The National Shooting Sports Foundation, the trade association for the shooting, hunting and firearms industry, sharply criticized the North Dakota action.
"There is absolutely no peer-reviewed scientific evidence to support the unfortunate and unnecessary overreaction by health officials in North Dakota to have food pantries discard perfectly good meat because it was taken with traditional ammunition," the foundation said in a statement.
It said the decision "was based on a fundamental misunderstanding of the chemistry of lead and the human digestive system. The state is needlessly creating a scare upon hunters that has no basis in science."
In Wisconsin, the head of the venison-donation program expressed doubts, too.
"I thought it was preposterous that a bullet would leave that much residue," said Laurie Fike. "My feeling is the lead got in there some other way. I have a lot of questions."
She said state officials will discuss the situation today.
Wisconsin hunters donated 414,000 pounds of venison last fall to food shelves -- five times the amount in Minnesota. While Minnesota's program is new, Wisconsin's has been operating for years.
Cornatzer, 53, a dermatologist and professor at the University of North Dakota medical school in Grand Forks, said consuming lead is a problem.
"It's not rocket science, if you put it in your stomach, you absorb it," he said. "We know lead is a severe neurotoxin, especially in young children and women of child-bearing age."
"I'm a big-game hunter, and have been since I was 13," said Cornatzer, who has hunted deer, elk, antelope, caribou and musk-ox all over the world. "I'm eating this, and I fed this to my own children. This is terrible."
Concern began with condors
Cornatzer said he became concerned after hearing about possible lead fragments through his membership in the Peregrine Fund of Boise, Idaho, a group that promotes the conservation of birds of prey, including peregrine falcons and California condors.
The organization says lead from bullets in the carcasses of animals is primarily responsible for lead poisoning that has endangered the condors. (In July, California will ban the use of all lead ammunition by hunters in the condor's range.)

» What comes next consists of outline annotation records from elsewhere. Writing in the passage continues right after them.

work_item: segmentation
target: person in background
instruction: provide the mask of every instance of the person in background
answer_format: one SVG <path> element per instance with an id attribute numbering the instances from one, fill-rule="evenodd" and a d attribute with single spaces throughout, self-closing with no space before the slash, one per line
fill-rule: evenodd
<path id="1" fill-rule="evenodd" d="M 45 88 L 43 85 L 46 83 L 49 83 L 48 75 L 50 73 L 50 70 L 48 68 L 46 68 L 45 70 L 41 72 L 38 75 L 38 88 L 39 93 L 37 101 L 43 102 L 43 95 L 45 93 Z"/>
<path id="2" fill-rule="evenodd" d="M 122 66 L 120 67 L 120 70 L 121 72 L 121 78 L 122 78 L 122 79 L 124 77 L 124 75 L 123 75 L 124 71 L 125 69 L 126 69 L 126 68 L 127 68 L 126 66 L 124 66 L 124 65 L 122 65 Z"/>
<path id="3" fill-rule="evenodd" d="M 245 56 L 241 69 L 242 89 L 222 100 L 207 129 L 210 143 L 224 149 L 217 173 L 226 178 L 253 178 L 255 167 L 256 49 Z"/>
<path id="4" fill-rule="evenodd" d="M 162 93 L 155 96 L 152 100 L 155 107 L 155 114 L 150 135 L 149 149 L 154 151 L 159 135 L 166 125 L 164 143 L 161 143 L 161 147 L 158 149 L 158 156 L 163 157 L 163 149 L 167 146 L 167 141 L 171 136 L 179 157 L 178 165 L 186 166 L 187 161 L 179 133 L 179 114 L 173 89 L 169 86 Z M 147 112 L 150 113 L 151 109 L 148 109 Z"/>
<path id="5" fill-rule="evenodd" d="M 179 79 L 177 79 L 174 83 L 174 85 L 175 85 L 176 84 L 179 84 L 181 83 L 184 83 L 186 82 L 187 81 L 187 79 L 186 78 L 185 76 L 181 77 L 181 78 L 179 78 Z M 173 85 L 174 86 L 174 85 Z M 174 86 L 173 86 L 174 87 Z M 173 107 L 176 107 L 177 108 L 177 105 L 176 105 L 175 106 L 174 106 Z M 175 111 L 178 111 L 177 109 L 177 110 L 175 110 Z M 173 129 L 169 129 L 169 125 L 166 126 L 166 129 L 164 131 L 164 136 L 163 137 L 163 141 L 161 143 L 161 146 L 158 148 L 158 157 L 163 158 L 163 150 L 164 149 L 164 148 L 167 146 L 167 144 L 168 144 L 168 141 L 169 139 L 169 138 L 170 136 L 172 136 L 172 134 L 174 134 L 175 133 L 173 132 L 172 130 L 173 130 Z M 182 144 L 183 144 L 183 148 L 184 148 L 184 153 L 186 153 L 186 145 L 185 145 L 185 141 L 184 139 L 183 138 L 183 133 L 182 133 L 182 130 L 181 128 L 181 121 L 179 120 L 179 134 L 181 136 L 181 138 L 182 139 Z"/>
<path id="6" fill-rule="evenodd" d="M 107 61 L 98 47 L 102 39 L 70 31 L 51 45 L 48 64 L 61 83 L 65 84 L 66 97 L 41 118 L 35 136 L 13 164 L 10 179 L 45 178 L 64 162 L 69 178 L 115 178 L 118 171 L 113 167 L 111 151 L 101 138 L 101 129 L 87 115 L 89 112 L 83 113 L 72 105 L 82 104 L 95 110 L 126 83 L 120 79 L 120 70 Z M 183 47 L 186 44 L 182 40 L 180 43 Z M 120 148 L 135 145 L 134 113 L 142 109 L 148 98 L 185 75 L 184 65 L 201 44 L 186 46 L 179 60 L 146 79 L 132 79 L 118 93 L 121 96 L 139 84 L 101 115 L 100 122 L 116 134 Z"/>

A lead bullet shot from a high-powered rifle "fragments into hundreds of tiny pieces," said Rick Watson, vice president and director of international programs for the Peregrine Fund. "Usually a hunter cuts away damaged meat, but the lead sprays through a large part of the animal," he said.
Bad news in CT scans
Cornatzer decided to look at the issue himself, so he acquired 100 pounds of donated ground venison, processed by a variety of meat processors. Dr. Ted Fogarty, chairman of the Department of Radiology at the UND medical school, did a high-definition CT scan of the meat in January.
"To be honest, I didn't expect to find much," said Cornatzer.
"Unfortunately, 60 percent of these one-pound packages had multiple lead fragments. The worst part: They are not metal fragments like a shotgun pellet, that you can feel. They are like lead dust that's in the meat. We're eating it."
He sent samples to a laboratory, which identified the samples as lead.
That was enough proof for him that a larger problem exists. He threw his venison away.
"It's not worth the risk," he said.
He said he's not worried the issue will be seized upon by anti-hunters, because there's a relatively simple solution.
"We hunters have a viable alternative -- we have bullets that don't contain lead and don't fragment. And they are proven to put down large-game species. We need to switch over to lead-free bullets."
Federal Cartridge Co. of Anoka referred questions to the National Shooting Sports Foundation.
Meanwhile, Roger Rostvet, a hunter and deputy director of the North Dakota Game and Fish Department, said Thursday he isn't sure what to tell hunters.
"We don't know if lead particles in wild game are a significant health issue in North Dakota," he said. "The Health Department feels it is."